Il caro energia ha inciso pesantemente sui costi aziendali. Quali risposte sono arrivate?
“Il costo energetico è stato uno dei fattori più critici degli ultimi anni, sia per le aziende agricole sia per quelle di trasformazione. In dialogo con il ministro dell’Agricoltura siamo riusciti a triplicare le risorse destinate alle energie rinnovabili, in particolare per l’installazione di pannelli fotovoltaici sulle superfici delle strutture aziendali. Le risorse verranno ulteriormente implementate con nuovi bandi che consentiranno di far scorrere le graduatorie. L’obiettivo è chiaro: ridurre i costi di gestione e aumentare l’autonomia energetica delle imprese. Ma non possiamo fermarci qui. Serve un ragionamento europeo perché è paradossale che in Paesi concorrenti come Francia e Spagna l’energia costi mediamente il 30-35% in meno rispetto all’Italia. Questo divario incide direttamente sulla competitività”.
Il capitolo dei dazi statunitensi può dirsi chiuso?
“No, non possiamo considerarlo superato. Dobbiamo continuare il dialogo a livello europeo, anche se spesso l’Europa si muove con lentezza nel riconoscere la strategicità di alcuni settori. Più rapidamente si tornerà a condizioni di normalità negli scambi, minore sarà il rischio di perdere quote di mercato. Dire che abbiamo venduto quanto l’anno scorso non può bastarci. Il settore vitivinicolo italiano si è sempre distinto per la capacità di crescere, di innovare, di conquistare nuovi spazi”.
Oltre agli Stati Uniti, quali sono le altre criticità sul fronte internazionale?

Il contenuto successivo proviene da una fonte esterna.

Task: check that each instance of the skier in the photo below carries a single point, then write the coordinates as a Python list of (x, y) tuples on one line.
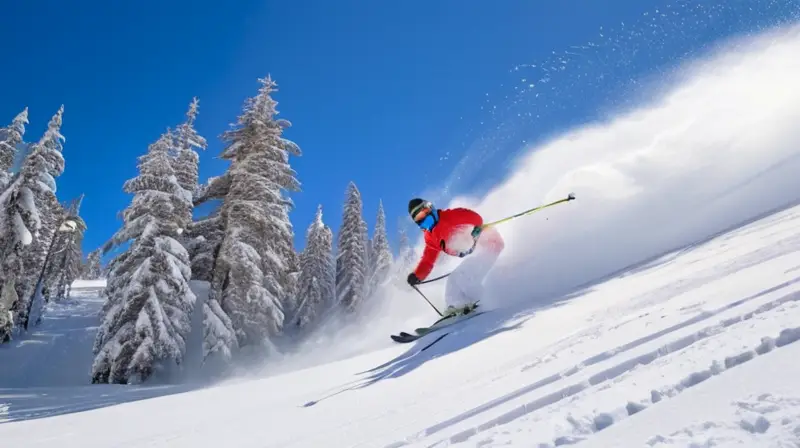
[(446, 230)]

“Le barriere doganali e le tensioni commerciali in diversi mercati, dalla Cina ai Paesi emergenti. In un contesto globale in cui si stanno piantando nuovi vigneti e la disponibilità di prodotto aumenterà nei prossimi anni, la concorrenza sarà sempre più forte. Per questo dobbiamo lavorare non solo sul piano commerciale, ma anche su quello culturale. Nei nuovi mercati è necessario accompagnare il prodotto con un racconto che spieghi qualità, tradizione, tracciabilità. Il vino non è una semplice bevanda: è espressione di territorio”.
C’è una priorità legislativa urgente oggi per l’agroalimentare?

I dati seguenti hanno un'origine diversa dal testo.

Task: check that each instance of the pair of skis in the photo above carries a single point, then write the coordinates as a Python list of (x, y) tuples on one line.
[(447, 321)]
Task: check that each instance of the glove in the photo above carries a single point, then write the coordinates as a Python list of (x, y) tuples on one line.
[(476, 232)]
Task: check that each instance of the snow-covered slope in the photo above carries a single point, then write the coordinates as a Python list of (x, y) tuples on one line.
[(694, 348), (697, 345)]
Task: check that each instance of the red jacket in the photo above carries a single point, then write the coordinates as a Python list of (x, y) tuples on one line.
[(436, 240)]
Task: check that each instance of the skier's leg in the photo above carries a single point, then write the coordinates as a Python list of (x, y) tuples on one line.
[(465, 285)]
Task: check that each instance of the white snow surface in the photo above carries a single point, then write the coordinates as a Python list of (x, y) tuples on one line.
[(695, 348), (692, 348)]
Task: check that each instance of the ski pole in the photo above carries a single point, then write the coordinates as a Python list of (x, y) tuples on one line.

“Sì, il principio di reciprocità. Non possiamo continuare a imporre regole sempre più restrittive ai nostri agricoltori e poi importare prodotti da Paesi che non rispettano gli stessi standard ambientali e sociali. Le regole devono valere per tutti. Se chiediamo ai nostri imprenditori determinati requisiti, dobbiamo pretendere che siano rispettati anche dai prodotti che entrano nel mercato europeo. È una questione di equità e di tutela del reddito delle imprese”.
Il Made in Italy è ancora il punto di riferimento globale?
“Lo è, ma dobbiamo cambiare prospettiva. Per anni abbiamo parlato di quantità prodotte. Oggi dobbiamo parlare di valore prodotto e di valore nel posizionamento. La forza del Made in Italy sta nella capacità di coniugare qualità, identità e giusto prezzo. Il vino rappresenta questa sintesi meglio di ogni altro prodotto: racchiude cultura, territorio, lavoro e innovazione. Difenderlo significa difendere un pezzo fondamentale dell’Italia nel mondo e garantire futuro alle nostre imprese e alle nuove generazioni che scelgono di investire in agricoltura”.